🤖 AI Summary
This work addresses a critical gap in existing Wi-Fi sensing research, which has predominantly focused on upper-layer applications or deep learning while neglecting the underlying physical-layer signal mechanisms and the fundamental physical limits of sensing performance. To bridge this gap, the paper proposes a bottom-up, four-dimensional physical-layer diversity framework that systematically elucidates how the evolution of Wi-Fi standards enhances sensing capabilities through orthogonal dimensions in time, frequency, link, and space.
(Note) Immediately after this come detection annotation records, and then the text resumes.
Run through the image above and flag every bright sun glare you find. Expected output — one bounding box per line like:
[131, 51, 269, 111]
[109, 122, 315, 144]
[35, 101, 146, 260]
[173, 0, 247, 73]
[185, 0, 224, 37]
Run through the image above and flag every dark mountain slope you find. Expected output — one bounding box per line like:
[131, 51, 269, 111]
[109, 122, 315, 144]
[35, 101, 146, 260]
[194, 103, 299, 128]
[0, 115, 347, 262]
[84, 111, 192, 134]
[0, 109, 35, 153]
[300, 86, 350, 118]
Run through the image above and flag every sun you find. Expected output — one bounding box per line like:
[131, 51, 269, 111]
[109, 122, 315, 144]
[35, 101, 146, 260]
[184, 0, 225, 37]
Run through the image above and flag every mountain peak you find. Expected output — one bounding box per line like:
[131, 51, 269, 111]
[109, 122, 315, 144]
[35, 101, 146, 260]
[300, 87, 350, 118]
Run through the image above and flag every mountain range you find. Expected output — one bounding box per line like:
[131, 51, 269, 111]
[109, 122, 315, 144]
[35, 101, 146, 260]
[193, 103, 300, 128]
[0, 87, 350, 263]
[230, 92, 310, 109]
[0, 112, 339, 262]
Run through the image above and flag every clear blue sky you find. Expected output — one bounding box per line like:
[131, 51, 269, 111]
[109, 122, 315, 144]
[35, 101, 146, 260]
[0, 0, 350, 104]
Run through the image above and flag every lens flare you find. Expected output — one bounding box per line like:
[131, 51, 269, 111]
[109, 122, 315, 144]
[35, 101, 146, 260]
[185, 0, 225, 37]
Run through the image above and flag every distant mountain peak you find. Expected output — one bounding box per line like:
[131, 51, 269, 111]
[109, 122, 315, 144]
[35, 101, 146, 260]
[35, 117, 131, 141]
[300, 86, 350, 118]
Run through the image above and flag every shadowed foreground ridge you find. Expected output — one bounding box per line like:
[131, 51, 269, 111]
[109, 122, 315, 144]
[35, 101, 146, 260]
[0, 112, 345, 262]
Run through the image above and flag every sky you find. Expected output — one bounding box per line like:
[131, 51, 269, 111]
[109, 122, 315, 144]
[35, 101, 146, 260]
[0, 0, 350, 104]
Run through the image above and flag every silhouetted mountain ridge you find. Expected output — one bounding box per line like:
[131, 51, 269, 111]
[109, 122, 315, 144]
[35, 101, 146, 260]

Specifically, techniques such as time synchronization, bandwidth expansion, distributed topologies, and multi-antenna arrays enable absolute ranging, high-resolution distance estimation, full-domain observability, and directional angular resolution, respectively. This study is the first to directly link Wi-Fi standard advancements with high-precision sensing performance, offering a deployable technical pathway for integrating sensing and communication (ISAC) in commercial Wi-Fi systems and effectively bridging the divide between physical-layer implementation and application-level requirements.
📝 Abstract
Integrated Sensing and Communication (ISAC) has emerged as a key paradigm in next-generation wireless networks. While the ubiquity and low cost of commodity Wi-Fi make it an ideal platform for wide-scale sensing, it is the continuous evolution of Wi-Fi standards-towards higher frequency bands, wider bandwidths, and larger antenna arrays-that fundamentally unlocks the physical resources required for high-performance ISAC. To structure this rapidly expanding field, numerous surveys have appeared. However, prevailing literature predominantly adopts a top-down perspective, emphasizing upper-layer applications or deep learning models while treating the physical layer as an opaque abstraction. Consequently, these works often fail to touch the bottom layer of signal formation and lack technical guidance on overcoming the physical barriers that constrain sensing performance. To bridge this gap, this tutorial takes a bottom-up approach, systematically analyzing the sensing gains brought by Wi-Fi advancements through the lens of physical-layer diversity. We organize the framework around four orthogonal dimensions: i) Temporal Diversity addresses synchronization gaps to enable absolute ranging; ii) Frequency Diversity expands the effective bandwidth to sharpen range resolution; iii) Link Diversity leverages distributed topologies and digital feedback to achieve ubiquitous observability; and iv) Spatial Diversity utilizes multi-antenna arrays to combine passive angular discrimination with active directional control. Collectively, these orthogonal dimensions resolve fundamental ambiguities in time, range, and space, bridging physical capabilities with challenging sensing diversities. By synthesizing these dimensions, this tutorial provides a comprehensive guide for"ISAC-izing"commodity Wi-Fi, paving the way for future standardization and robust deployment.